Calabria , o della scrittura.


L'hotel è immerso tra la statale e la ferrovia, come mille canzoni. Qui, nella Calabria centrale, nè riva nè ibrida, tutto è fra due strade, fuori non c'è nulla. La strada è tutto. Corre il treno, tanto rapido che il rumore dura un secondo. Il mare invece non ha rumore, o forse è attutito dalla vastità della spiaggia, desolata, umida, come segno di una nostalgia dell'estate finita troppo presto. La gente di Calabria è strana. Diffidente, forse intimidita, di una gentilezza tradita dalla cadenza, aggressiva, lingua nata e da usare in spazi brevi, per breve tempo. Una lingua fatta di interiezioni, di esclamazioni che forano come d'improvviso visi semplici, sinceri.
La prima sera di milonga è piacevole e allietata da amari e liquori di liquirizia. Intorno alla pista si rincorrono bambini giocanti, come un ovvio banchetto di matrimonio. Il popolo tanghero si muove discretamente. Scatta all'impiedi quando parte una milonga, ha nel sangue una taranta simile o chissà perché. E poi c'è Pablo. Il suo corpo che disegna lo spazio, non viceversa. Lui è avanti. Pesta la terra come un nero o come uno yankee, nei suoi pesi c'è il Brasile gioioso e la strada. Il tempo è così marcato dalle sue pause improvvise, dalle sue accelerazioni che la musica stessa sembra fermarsi. Poi lo vedi improvvisare un movimento e scopri che sta creando qualcosa mai visto. Sembra McCartney che strimpella Helter Skelter per la prima volta e poi dice 'questa non è male'. Ascolta, nella danza, qualcosa che gli altri non sentono. Questo di sicuro. Mi diverte notare come la gente calabrese, tra difficoltà, paesaggi scoscesi possa apprezzare e godere di tanta libertà.

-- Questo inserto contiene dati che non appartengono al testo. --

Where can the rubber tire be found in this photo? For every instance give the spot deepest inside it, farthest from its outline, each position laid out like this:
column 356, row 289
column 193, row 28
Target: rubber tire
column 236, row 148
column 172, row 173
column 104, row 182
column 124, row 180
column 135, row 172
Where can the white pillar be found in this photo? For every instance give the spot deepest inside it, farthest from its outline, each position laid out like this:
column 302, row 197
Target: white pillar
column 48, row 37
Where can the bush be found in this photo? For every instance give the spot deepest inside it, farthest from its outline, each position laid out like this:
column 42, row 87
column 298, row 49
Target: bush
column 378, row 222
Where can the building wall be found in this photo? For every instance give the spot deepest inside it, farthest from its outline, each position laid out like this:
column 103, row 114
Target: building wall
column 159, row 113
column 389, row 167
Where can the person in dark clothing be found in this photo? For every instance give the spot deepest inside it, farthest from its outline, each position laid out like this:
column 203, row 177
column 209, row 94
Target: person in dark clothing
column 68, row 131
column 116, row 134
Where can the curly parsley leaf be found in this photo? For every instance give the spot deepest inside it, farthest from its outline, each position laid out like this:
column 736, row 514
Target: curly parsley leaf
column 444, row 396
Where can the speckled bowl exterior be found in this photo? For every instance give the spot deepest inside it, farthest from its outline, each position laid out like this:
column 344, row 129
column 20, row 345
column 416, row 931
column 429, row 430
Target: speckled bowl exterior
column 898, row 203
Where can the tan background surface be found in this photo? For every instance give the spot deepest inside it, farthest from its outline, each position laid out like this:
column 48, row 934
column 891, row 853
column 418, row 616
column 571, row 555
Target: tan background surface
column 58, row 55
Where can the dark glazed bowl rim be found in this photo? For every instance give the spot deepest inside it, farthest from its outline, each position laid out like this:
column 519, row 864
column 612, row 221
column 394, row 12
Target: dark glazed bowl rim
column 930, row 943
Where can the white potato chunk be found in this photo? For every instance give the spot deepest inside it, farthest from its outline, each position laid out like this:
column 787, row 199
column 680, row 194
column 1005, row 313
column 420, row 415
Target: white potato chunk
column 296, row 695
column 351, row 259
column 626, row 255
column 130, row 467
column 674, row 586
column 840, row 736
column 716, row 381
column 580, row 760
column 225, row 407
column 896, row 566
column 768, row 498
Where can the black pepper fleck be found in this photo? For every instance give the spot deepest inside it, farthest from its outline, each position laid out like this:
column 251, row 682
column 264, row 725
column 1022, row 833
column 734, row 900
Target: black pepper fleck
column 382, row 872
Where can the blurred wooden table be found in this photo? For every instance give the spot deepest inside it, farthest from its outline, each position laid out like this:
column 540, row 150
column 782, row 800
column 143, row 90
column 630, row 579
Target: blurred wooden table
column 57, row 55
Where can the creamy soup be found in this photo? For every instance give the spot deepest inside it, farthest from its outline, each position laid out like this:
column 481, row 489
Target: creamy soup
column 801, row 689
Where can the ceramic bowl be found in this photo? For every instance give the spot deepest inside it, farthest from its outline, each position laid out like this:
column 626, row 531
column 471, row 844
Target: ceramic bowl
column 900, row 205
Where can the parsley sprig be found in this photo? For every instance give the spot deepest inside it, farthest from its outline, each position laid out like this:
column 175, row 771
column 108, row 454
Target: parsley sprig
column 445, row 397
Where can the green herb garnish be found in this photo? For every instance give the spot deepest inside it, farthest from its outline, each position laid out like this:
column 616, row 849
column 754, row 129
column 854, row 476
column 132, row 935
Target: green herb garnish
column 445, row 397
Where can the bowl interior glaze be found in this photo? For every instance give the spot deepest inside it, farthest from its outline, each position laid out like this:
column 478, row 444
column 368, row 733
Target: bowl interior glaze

Allontànati, per avvicinarti meglio, dice. Sembra una metafora della scrittura, di questa scrittura stessa, in un gioco di rimandi che questa terra di invasori ed invasa, di nostalgia e fuga, costantemente produce, conduce.

P.S.
Un caro ringraziamento a Ciccio Aiello, Erminia e tutti gli amici di CalabriaTango per la spontanea e speciale accoglienza.